In an article for Hot Docs, the film’s director Nicole Schafer, a white South African woman, says, “The film sets up its key debate through the internal conflict of the protagonist. Enock’s internal conflict of trying to hold onto his own culture on the one hand and the sacrifices that come with embracing the opportunities afforded by the Chinese culture on the other reflects the greater dilemma around African development within a globalized context—not only in its relation to China, but to other foreign nations, including its former colonizers.” Throughout the film you sense Schafer is dubious of the relationship between Malawi and China and how it will go for African children caught in the middle. This raises important questions.

However, we are forced to wonder if a documentary of this caliber would ever be funded if a Malawian sought to make it. It raises important questions about the colonial situation in Malawi but reiterates the idea that those who were colonized often have their stories told by outsiders, which continues the colonial relationship in another way. Should you see this documentary? Absolutely. Good work is good work. At the beginning of the film, Enock wants to be a filmmaker but by the end, his dreams have changed. We are left wondering if the protagonist will ever find his way to the other side of the camera to be the real owner of his story.

However, the reason this sort of film can’t be made by a black Malawian filmmaker is tied to Malawi’s own colonial relationship with South Africa. Kamuzu Banda, who was Malawi’s dictator for 30 years, was the only African leader to support the apartheid regime in South Africa. He hid much of the money he accumulated from supporting the West and apartheid in banks in Europe. None of it was returned to the people of Malawi when he was removed from power in 1994.
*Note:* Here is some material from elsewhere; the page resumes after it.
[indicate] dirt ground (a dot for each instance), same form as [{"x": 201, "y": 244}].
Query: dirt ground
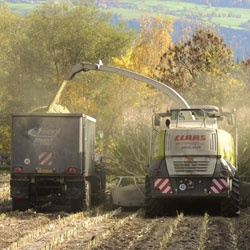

So, today as Malawi is being colonized by China, it is logical that the person shooting it all is a white South African. She is from a country that moved ahead economically between 1948-1994 while playing a large role in keeping Malawi from developing. During apartheid, men from Mangochi were forced to seek labor in the mines of South Africa. This system destroyed the possibilities for development in Mangochi and destroyed families that were left fatherless by the constant migration of able-bodied men. In this film, you see no adult men in Enoch’s village. That problem started with the help of apartheid South Africa. This is not the filmmaker’s fault but it is the nature of the history of the region. The filmmaker has given us a wide lens in which to see China’s current strategy. I only ask that you open the lens a little wider and see how one colonial hand opens the door for another to stand back holding the camera, as the cycle continues.